Tuesday, June 26, 2007

Big Pharma

AMERICA'S DRUG HABIT....No healthcare system is perfect, and the various European national systems each have problems of their own. Pointing that out is perfectly kosher in healthcare debates, but where does Andrew Sullivan get this kind of stuff from?

The European health systems have, of course, been free-riding on private U.S. drug research for decades. Name a great new drug developed in Europe these past ten years. Their own pharmaceutical industries have been decimated by the socialism Moore loves (and many of Europe's drug companies have relocated to the US as a result). But I fear the left is winning this battle; and the massive advantages of private healthcare are only appreciated when you lose them.

This business about America providing all the world's pharmaceuticals is a common trope on the right, but it's absurd. There are more biotech startups in Europe than in the U.S. Pfizer is targeting Japan as one of its biggest near term growth opportunities (and Japan is also a major source of new biotech development). And plenty of pharmaceutical research is done outside the U.S.: The #3 pharmaceutical company in the world, GlaxoSmithKline, is British. The #4 company, Sanofi-Aventis, is French. The #5 company, Novartis, is Swiss. #6, Hoffman-La Roche, is also Swiss. #8, Astra-Zeneca, is Anglo-Swedish. Their combined R&D spending is slightly higher than the American companies that make up the balance of the top ten.

Now, what is true is that American capital markets are both bigger and generally friendlier to startups than European capital markets, which means that small biotech companies often migrate to the United States in order to get funding. My sense is that Europe is improving on this score, but in any case this has nothing to do with the state of European healthcare. What's more, an enormous amount of basic research is done in American universities and the NIH, most of it publicly funded. This speaks well for our system of higher education, but doesn't really say anything about our healthcare industry, which is famously hesitant to invest in genuinely innovative (but chancy) new ventures. Ironically for big pharma's cheeleaders, it turns out that America's titans of capitalism mostly prefer to leave the risky stuff to the feds.

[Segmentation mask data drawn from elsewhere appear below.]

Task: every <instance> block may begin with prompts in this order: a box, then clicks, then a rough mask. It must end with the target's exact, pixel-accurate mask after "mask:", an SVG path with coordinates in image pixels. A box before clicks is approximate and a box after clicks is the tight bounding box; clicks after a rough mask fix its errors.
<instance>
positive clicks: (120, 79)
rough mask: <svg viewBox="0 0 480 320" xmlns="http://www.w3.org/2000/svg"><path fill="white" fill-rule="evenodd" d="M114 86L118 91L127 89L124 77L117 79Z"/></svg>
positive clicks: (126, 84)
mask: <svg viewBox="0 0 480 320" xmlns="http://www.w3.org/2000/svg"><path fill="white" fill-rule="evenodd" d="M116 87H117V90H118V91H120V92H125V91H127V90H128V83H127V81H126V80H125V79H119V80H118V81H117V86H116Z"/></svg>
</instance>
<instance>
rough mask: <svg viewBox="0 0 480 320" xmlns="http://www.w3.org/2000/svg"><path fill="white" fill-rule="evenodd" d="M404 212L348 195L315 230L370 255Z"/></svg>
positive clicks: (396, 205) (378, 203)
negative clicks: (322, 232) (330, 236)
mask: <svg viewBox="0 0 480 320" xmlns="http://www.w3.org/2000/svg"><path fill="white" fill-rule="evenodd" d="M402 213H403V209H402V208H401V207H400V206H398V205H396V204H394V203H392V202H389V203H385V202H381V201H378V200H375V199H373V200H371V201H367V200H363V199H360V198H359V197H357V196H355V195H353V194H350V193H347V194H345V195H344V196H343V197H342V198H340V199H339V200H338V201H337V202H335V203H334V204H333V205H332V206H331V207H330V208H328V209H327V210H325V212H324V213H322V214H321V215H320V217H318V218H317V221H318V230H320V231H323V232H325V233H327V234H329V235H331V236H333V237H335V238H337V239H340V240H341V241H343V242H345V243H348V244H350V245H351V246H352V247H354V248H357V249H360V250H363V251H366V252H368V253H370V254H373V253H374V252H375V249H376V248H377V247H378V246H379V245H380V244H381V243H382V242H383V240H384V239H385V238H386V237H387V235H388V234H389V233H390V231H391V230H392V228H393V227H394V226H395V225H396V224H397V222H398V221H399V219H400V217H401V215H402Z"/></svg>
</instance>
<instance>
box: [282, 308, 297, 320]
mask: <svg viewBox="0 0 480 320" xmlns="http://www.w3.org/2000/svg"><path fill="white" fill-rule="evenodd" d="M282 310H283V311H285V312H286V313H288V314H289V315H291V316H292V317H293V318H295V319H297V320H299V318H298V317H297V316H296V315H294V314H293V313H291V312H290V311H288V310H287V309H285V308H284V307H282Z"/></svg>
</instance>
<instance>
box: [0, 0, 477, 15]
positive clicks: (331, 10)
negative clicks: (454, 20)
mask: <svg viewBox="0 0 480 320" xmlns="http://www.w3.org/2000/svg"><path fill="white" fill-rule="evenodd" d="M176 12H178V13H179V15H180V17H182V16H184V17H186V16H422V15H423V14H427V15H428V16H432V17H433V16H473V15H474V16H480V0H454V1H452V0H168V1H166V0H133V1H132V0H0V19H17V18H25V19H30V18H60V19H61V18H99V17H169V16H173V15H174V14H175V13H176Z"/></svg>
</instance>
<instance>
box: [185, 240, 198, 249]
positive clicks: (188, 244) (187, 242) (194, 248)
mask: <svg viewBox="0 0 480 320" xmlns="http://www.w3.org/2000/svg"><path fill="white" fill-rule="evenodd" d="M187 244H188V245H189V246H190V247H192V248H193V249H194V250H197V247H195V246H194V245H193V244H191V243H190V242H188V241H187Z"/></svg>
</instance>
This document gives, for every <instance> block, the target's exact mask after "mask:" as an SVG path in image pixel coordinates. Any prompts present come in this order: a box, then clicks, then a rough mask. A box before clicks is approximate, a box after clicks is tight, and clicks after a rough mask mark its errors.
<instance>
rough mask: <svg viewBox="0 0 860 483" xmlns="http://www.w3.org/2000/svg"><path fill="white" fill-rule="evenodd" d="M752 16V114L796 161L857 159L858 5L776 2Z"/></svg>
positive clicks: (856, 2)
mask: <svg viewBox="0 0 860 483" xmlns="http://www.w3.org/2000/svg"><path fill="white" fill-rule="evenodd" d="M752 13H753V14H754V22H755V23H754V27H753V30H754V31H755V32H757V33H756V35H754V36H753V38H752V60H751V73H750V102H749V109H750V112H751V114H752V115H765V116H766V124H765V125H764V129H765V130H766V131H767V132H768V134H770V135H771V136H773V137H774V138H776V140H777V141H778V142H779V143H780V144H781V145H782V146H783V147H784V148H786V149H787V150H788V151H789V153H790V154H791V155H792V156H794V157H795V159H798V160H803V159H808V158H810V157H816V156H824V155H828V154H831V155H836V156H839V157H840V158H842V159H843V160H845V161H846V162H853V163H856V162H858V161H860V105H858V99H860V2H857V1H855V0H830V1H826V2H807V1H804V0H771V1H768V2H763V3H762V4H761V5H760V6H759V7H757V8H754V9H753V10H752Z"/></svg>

Bottom line: Universal healthcare systems use plenty of pharmaceuticals — though they're generally a little smarter about it than we are. (America tends to be pretty overmedicated.) Basic pharmaceutical research comes largely from universities and government grants, not from U.S. corporations, which mostly specialize in applied research and commercial development. And non-U.S. pharmaceutical companies are alive and well and cranking out applied R&D too. The American drug industry will do just fine if we move to a universal system here. So will the rest of us.

Kevin Drum 2:17 PM

Thanks for killing this argument. It pisses me off that people don't appreciate that millions of Americans go without health care because some assholes in Washington want to claim the public funded route as a disaster. I love how people like to point at Canada and say how terrible it is to wait for health care, yet on a cost basis people in the U.S. have been importing drugs from there because they cost less. I'm quite sure poor folks would rather wait in line to see a doctor over the alternative which is ... um... nothing.